Common Themes and Differentiation




The manner in which I treated patients early in my medical career was based upon recommendations by my professors. As I progressed, I began reviewing reams of scientific evidence and choosing best treatment methods based upon clearly superior results and my intepretation of those results. As time has passed, my medical practice is still based upon respected colleagues recommendations and my interpretation of the available science, but my experience is allowing me latitude in choosing treatment methods for individuals, even when it may not particularly follow “what the books say” to the detail. The variances today are based in recognizing subtleties in specific patients and my own collective experience, which may not yet achieved statistical significance or undergone peer review. I believe many of my treatment successes with difficult cases are based upon this growth in detecting individual patient differences and applying personal experience to the scientific evidence available.

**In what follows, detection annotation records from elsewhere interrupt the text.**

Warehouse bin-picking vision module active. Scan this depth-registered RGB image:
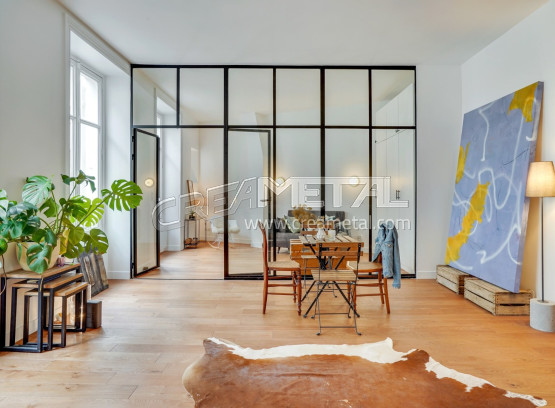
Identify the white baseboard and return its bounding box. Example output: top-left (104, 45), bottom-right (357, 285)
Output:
top-left (106, 271), bottom-right (129, 279)
top-left (416, 271), bottom-right (436, 279)
top-left (166, 245), bottom-right (183, 252)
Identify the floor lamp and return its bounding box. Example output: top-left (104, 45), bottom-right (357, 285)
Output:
top-left (526, 161), bottom-right (555, 332)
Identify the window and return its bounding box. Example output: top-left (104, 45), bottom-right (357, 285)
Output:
top-left (69, 59), bottom-right (104, 198)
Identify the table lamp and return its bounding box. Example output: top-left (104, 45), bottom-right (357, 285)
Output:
top-left (526, 161), bottom-right (555, 332)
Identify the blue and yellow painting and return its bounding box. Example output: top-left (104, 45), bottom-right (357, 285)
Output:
top-left (445, 82), bottom-right (543, 292)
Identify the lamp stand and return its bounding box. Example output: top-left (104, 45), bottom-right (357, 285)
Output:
top-left (530, 197), bottom-right (555, 333)
top-left (540, 197), bottom-right (545, 303)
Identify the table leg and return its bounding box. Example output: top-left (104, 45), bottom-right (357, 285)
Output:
top-left (303, 282), bottom-right (328, 317)
top-left (46, 289), bottom-right (54, 351)
top-left (0, 276), bottom-right (8, 350)
top-left (37, 288), bottom-right (44, 353)
top-left (296, 271), bottom-right (303, 316)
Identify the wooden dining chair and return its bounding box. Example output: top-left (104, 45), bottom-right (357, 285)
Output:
top-left (347, 254), bottom-right (390, 314)
top-left (258, 221), bottom-right (302, 315)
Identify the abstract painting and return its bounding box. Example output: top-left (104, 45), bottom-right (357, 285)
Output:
top-left (445, 82), bottom-right (543, 292)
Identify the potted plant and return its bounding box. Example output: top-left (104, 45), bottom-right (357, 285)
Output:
top-left (0, 171), bottom-right (142, 273)
top-left (0, 190), bottom-right (56, 272)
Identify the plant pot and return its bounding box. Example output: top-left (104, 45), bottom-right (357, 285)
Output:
top-left (16, 242), bottom-right (60, 272)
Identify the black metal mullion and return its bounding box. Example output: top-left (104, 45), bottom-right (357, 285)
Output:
top-left (175, 68), bottom-right (181, 126)
top-left (130, 64), bottom-right (418, 278)
top-left (131, 64), bottom-right (416, 71)
top-left (368, 69), bottom-right (374, 261)
top-left (129, 67), bottom-right (137, 279)
top-left (320, 68), bottom-right (326, 217)
top-left (268, 67), bottom-right (277, 261)
top-left (412, 69), bottom-right (418, 278)
top-left (223, 68), bottom-right (229, 279)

For me, I have found my coaching/advising development has followed much the same path as my medical practice. I initially learned by rote fashion, then slowly adapted my training based upon scientific evidence and now tend to use a combination of personal bias mixed with scientific evidence and respected colleagues experience.

Training protocols, like best treatment medicine, are a wonderful place to structure basic outlines of athletic improvement. But similarly, strict adherence to an algorthim generated as a collective mean lacks the crucial element necessary for a successful outcome: attention to individual variation.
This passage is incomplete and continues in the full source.